LOUISVILLE, Ky. — In the wake of the Supreme Court's decision to overturn Roe V. Wade, Kentucky voters are set to decide another issue in the abortion debate.
Constitutional Amendment 2, which is on the general election ballot Nov. 8, reads: "To protect human life, nothing in this Constitution shall be construed to secure or protect a right to abortion or require the funding of abortion."
Kentuckians will be asked to vote yes or no. If the amendment passes, it would officially change the state's guiding document.
University of Louisville political science professor Dr.
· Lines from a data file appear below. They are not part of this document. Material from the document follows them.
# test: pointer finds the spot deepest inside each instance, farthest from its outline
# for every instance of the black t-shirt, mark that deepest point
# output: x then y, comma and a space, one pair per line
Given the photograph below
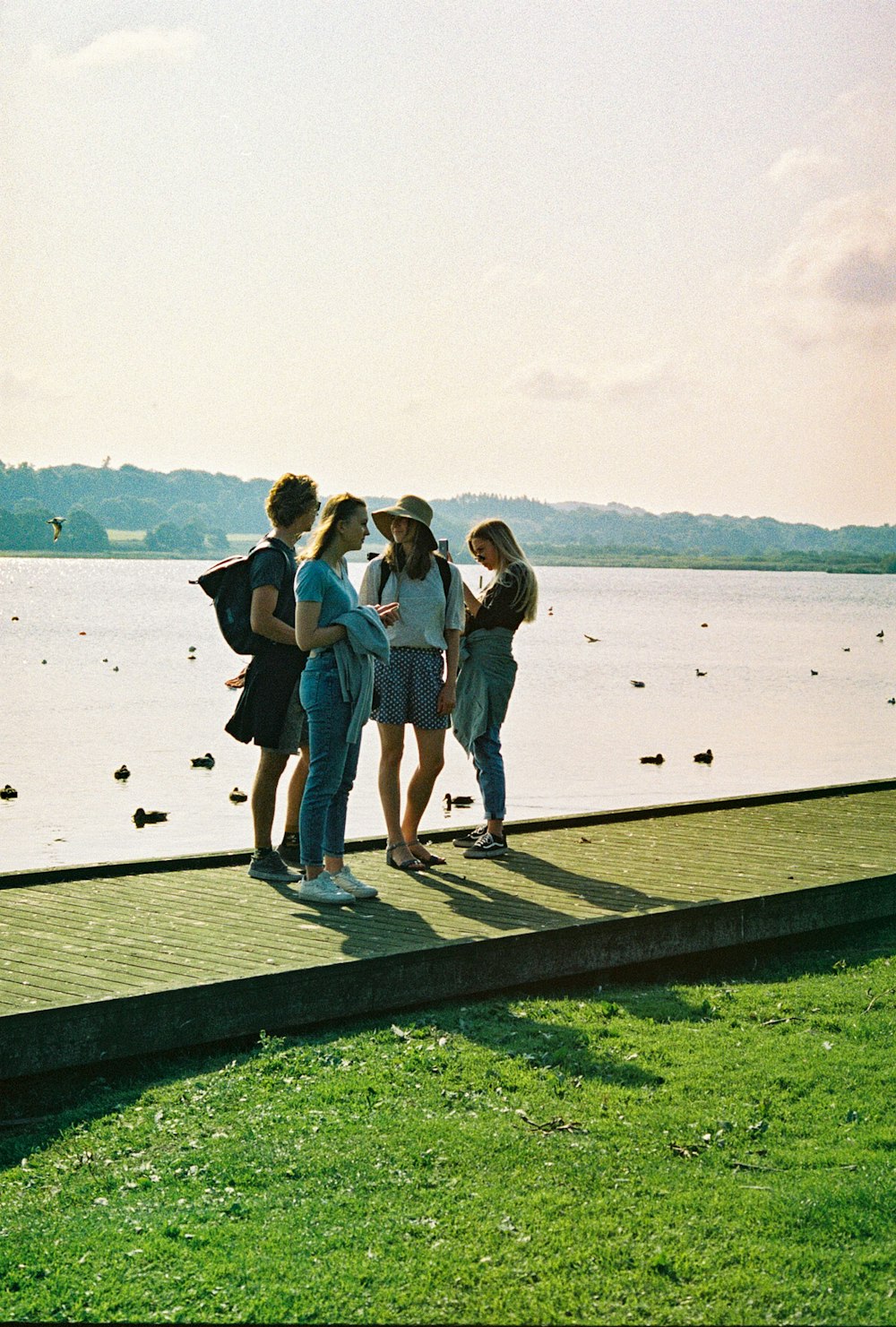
498, 606
270, 567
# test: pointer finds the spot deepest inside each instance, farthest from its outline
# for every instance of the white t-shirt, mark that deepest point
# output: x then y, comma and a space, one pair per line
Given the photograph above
425, 613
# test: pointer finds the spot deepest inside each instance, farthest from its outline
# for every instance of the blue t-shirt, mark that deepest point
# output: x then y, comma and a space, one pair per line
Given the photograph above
317, 582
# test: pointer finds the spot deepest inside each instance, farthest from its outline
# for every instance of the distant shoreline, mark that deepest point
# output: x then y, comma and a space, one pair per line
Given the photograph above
832, 564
Dewey Clayton said this type of vote is uncommon, but not unprecedented.
"It doesn't happen that often, but it is a tool that is available to the legislature," he said.
Clayton said if passed it could make enforcing Kentucky's existing trigger law complicated in the event Congress passes legislation codifying abortion rights.
"This is where it gets complicated and sometimes the federal government has to step in," he said.
Kentucky outlawed abortion Friday, when the state's 2019 trigger law went into effect after the Supreme Court overturned Roe V. Wade.
Clayton said the vote on Amendment 2 is a way anti-abortion advocates are doubling down to keep restrictions on abortion in place.
"The constitutional amendment would not be appealable but the trigger law would be by state courts," Clayton said. “The governor doesn’t even have the authority to veto that, so you have procedural issues at play here as well.”
Monday, the ACLU of Kentucky and Planned Parenthood filed a suit seeking to block the law.
Until November's vote on Amendment Two, dueling campaigns (Yes for Life, supported by Kentucky Right to Life, and Protect Kentucky Access, supported by the ACLU) will be making their cases to the voters.
"It's not just running in a district, we have one statewide candidate and that's this constitutional amendment, so it's the ground game," Addia Wuchner, Executive Director of Kentucky Right to Life, said.
Wuchner called June 24 "monumental."
“Voting no, that will help restore abortion rights in Kentucky more than any other thing you can do," Jackie McGranahan, policy strategist with the ACLU of Kentucky, said.
McGranahan said the ruling will have "consequences."
Clayton expects the passion seen across the country and state since the Supreme Court's ruling will draw big crowds to the ballot box in November.
"It's going to mobilize, it's going to energize and it's going to be very hard to know what's going to happen," Clayton said.
Kentucky's general election is set for Nov. 8, 2022.